Canine and feline inflammatory bowel disease (IBD) denotes a heterogeneous group of idiopathic, chronic, relapsing inflammatory disorders of the gastrointestinal tract that are immunologically-mediated. While their exact etiologies remain unknown, results from basic science and clinical studies suggest that interplay between genetic factors and enteric bacteria are crucial for disease development, owing to abnormal host responses directed against the commensal microbiota. Key clinical signs include vomiting, diarrhea and weight loss, and histopathologic lesions of inflammation may involve the stomach, small intestine, or colon. Recent advances in molecular tools, disease activity indices, and biomarker development now permit objective assessment of IBD severity at diagnosis and in response to various therapies.
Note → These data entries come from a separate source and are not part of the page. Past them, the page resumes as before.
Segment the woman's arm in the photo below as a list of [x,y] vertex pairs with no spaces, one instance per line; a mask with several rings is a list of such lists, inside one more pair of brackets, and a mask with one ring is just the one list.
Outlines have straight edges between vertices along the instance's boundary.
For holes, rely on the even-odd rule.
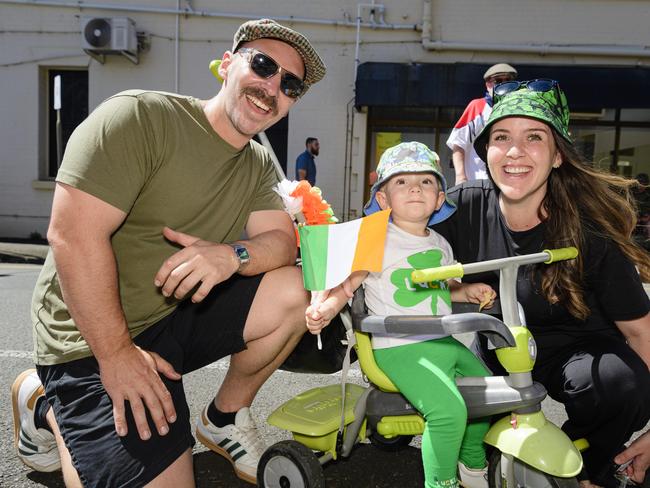
[[650,312],[640,319],[618,320],[616,326],[650,369]]

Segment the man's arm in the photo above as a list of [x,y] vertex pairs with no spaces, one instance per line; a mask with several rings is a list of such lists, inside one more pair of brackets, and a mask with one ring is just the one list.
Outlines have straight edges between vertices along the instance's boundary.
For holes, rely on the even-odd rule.
[[307,161],[305,153],[300,154],[296,159],[296,179],[298,181],[307,179]]
[[128,400],[142,439],[151,437],[149,410],[161,435],[176,419],[174,405],[157,371],[179,379],[172,366],[131,341],[120,304],[111,235],[126,214],[76,188],[57,183],[48,240],[63,297],[79,332],[99,363],[101,380],[113,402],[115,429],[126,435]]
[[455,185],[460,185],[462,182],[467,181],[465,174],[465,151],[460,146],[454,145],[453,152],[451,153],[451,161],[454,164],[454,171],[456,172]]
[[238,272],[253,276],[296,261],[296,237],[291,218],[284,210],[253,212],[246,224],[248,240],[237,241],[246,247],[249,263],[239,269],[239,259],[229,244],[205,241],[195,236],[163,230],[165,237],[184,247],[167,259],[156,274],[154,284],[165,296],[183,298],[201,283],[192,295],[193,302],[203,300],[213,286]]

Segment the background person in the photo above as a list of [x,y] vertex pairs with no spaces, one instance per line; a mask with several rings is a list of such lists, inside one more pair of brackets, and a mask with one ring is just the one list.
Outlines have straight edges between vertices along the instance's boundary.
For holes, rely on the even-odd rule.
[[[491,306],[494,290],[482,283],[455,280],[420,285],[410,272],[454,262],[447,241],[428,225],[448,218],[454,207],[446,201],[447,184],[438,155],[419,142],[387,149],[377,167],[378,180],[364,211],[391,209],[382,271],[357,272],[354,289],[363,283],[372,315],[448,315],[451,301]],[[324,302],[310,306],[307,327],[317,334],[347,303],[342,287]],[[457,487],[457,469],[466,488],[487,488],[483,437],[487,420],[467,424],[467,408],[456,376],[486,376],[480,361],[453,337],[373,334],[377,364],[422,414],[422,463],[427,488]],[[459,464],[460,459],[460,464]]]
[[[474,143],[491,179],[451,190],[457,211],[436,230],[463,263],[579,249],[573,261],[521,268],[517,295],[537,342],[533,377],[564,404],[569,437],[591,445],[583,486],[618,486],[613,458],[650,417],[650,300],[641,283],[650,259],[630,239],[634,181],[581,158],[556,82],[511,82],[501,99],[502,86]],[[496,274],[474,279],[498,289]],[[483,340],[478,353],[502,371]]]
[[447,146],[452,151],[451,159],[456,172],[456,185],[463,181],[487,178],[485,162],[476,154],[474,141],[492,112],[494,85],[516,78],[517,70],[509,64],[499,63],[489,67],[483,74],[485,95],[469,102],[449,134]]
[[38,377],[12,388],[19,456],[62,465],[67,486],[193,486],[181,375],[228,355],[197,436],[256,480],[248,407],[302,336],[308,298],[272,161],[251,138],[325,66],[264,19],[240,26],[219,74],[207,101],[111,97],[68,143],[33,297]]
[[320,152],[320,142],[315,137],[305,140],[305,150],[296,158],[296,179],[307,180],[311,186],[316,186],[316,162],[314,157]]

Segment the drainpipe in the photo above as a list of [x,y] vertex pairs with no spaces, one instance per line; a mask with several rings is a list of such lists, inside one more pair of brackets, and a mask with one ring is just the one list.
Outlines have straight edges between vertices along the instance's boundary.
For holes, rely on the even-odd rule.
[[431,39],[432,10],[431,1],[424,0],[422,8],[422,47],[431,51],[475,51],[475,52],[506,52],[576,56],[613,56],[613,57],[650,57],[650,46],[599,46],[581,44],[502,44],[487,42],[446,42]]
[[178,93],[180,91],[180,87],[178,83],[180,64],[181,64],[179,59],[180,38],[181,38],[181,14],[179,13],[180,10],[181,10],[181,0],[176,0],[176,32],[174,35],[174,93]]

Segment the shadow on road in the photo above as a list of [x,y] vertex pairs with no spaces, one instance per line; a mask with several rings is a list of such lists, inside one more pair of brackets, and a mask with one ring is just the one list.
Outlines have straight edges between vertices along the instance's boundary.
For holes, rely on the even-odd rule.
[[[419,487],[424,483],[420,450],[407,447],[383,452],[370,445],[358,446],[349,459],[324,467],[328,488]],[[228,461],[210,451],[194,454],[194,475],[198,488],[251,488],[235,476]],[[47,488],[65,488],[61,472],[27,474],[32,482]]]

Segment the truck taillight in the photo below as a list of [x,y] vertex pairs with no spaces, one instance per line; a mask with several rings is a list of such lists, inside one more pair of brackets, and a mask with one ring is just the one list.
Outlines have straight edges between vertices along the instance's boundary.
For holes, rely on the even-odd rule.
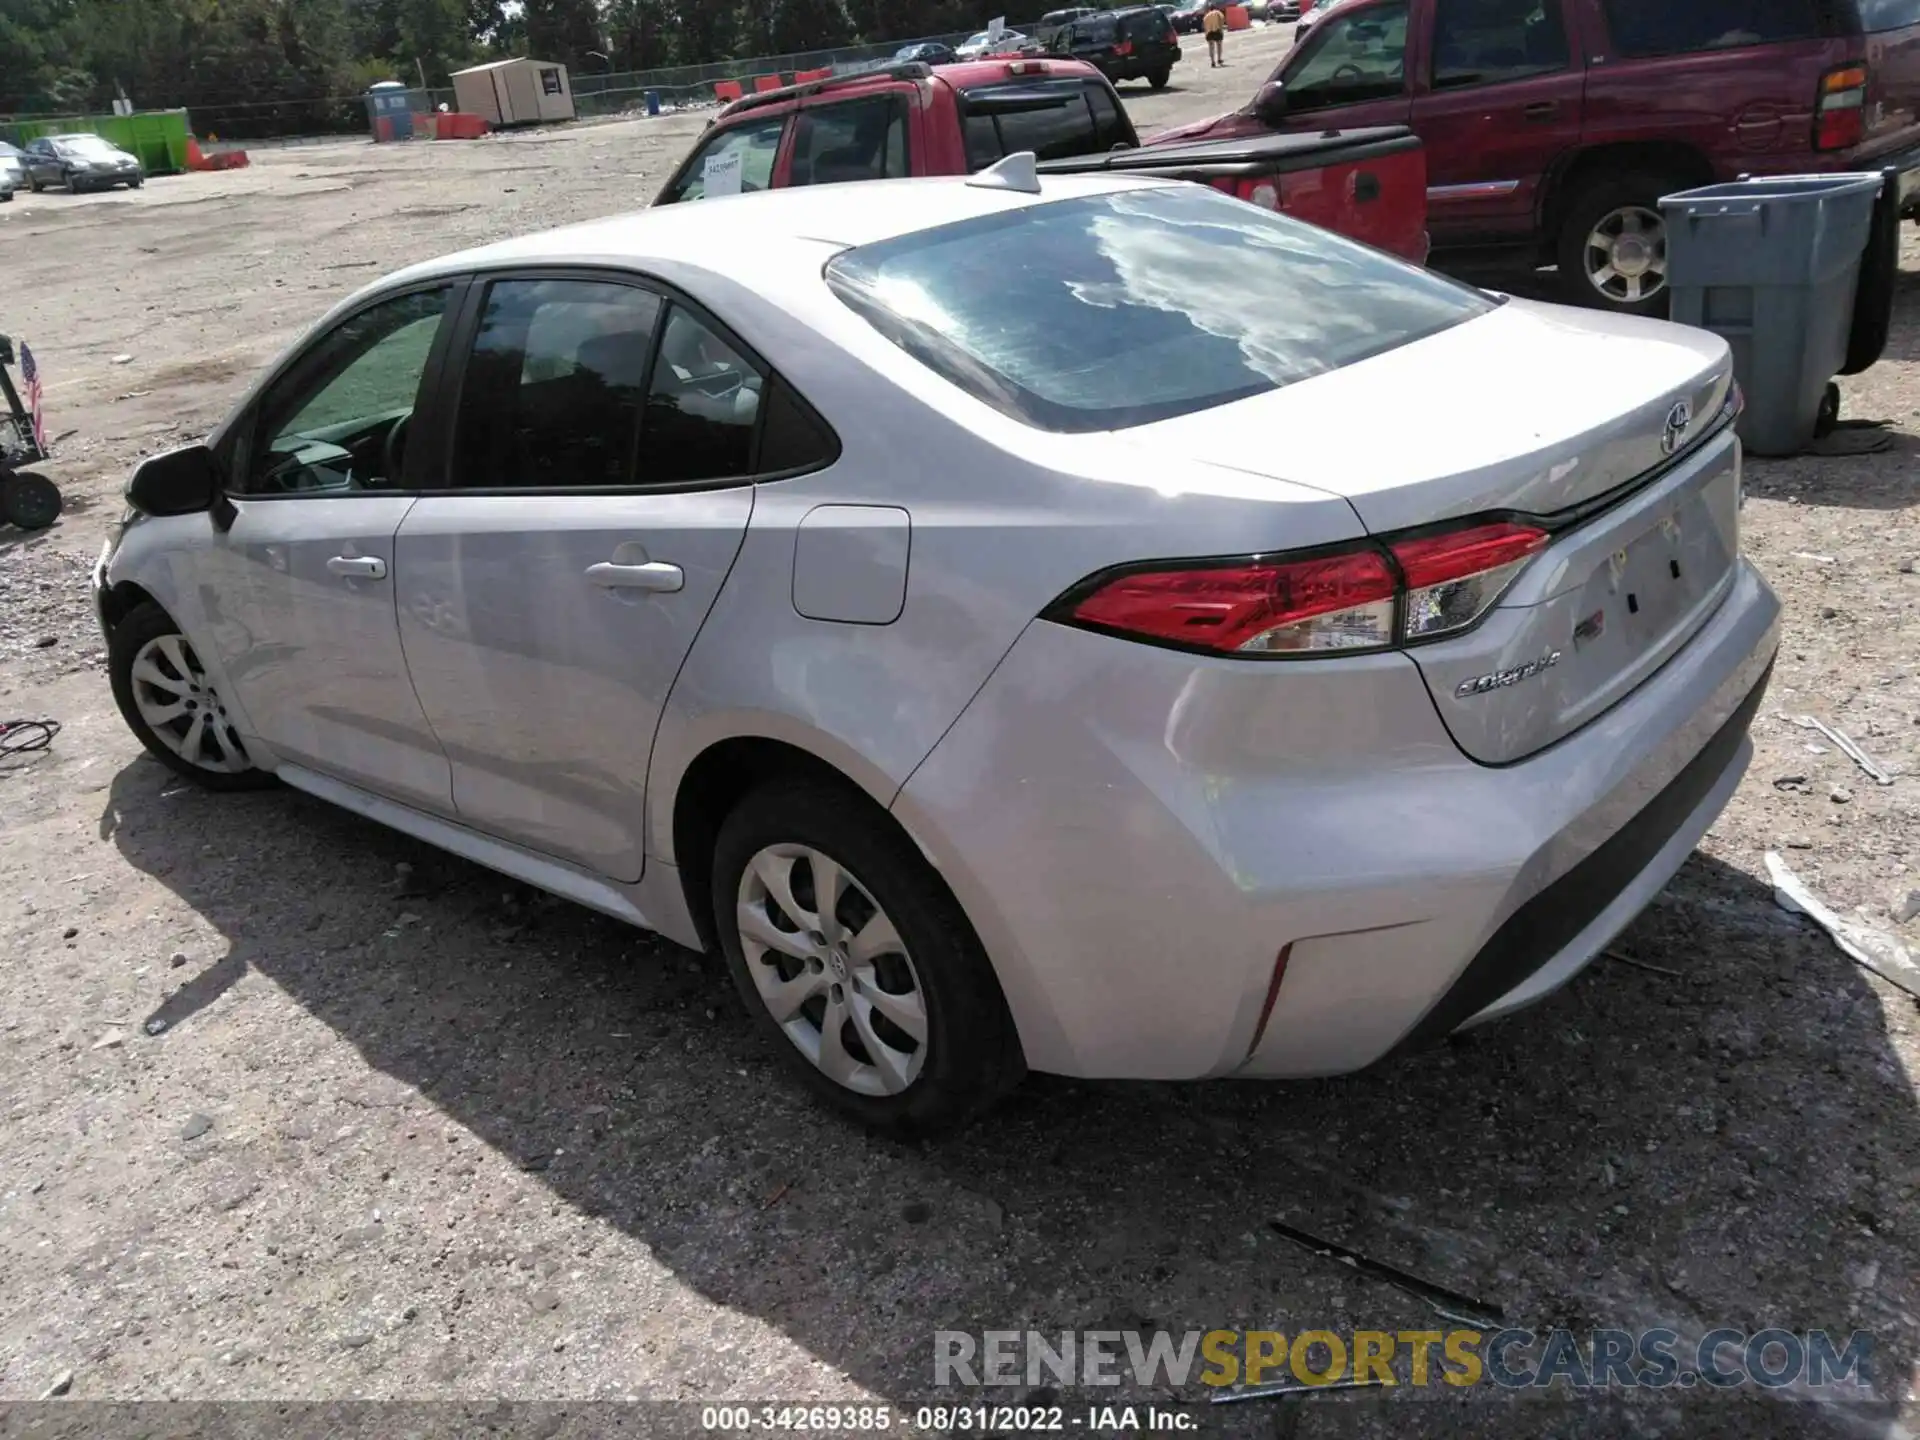
[[1015,60],[1007,66],[1009,75],[1044,75],[1046,73],[1047,62],[1044,60]]
[[1129,566],[1075,587],[1046,618],[1228,655],[1388,650],[1477,624],[1548,539],[1497,521],[1384,548]]
[[1122,40],[1118,45],[1113,47],[1113,53],[1116,55],[1133,54],[1133,42],[1131,40]]
[[1271,180],[1242,180],[1234,193],[1249,205],[1258,205],[1262,210],[1280,208],[1280,187]]
[[1867,67],[1842,65],[1820,77],[1813,106],[1813,148],[1850,150],[1867,133]]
Treatment of IBD involves both dietary and pharamacologic interventions as well as therapeutic manipulation of the enteric microbiota through the use of antibiotics and soluble fiber (prebiotic) supplements. Here we provide a comprehensive overview on the etiopathogenesis, clinical features, diagnosis strategies, current treatment recommendations, and outcomes from veterinary studies in dogs and cats with IBD. We also offer scientific comparison between human and canine IBD.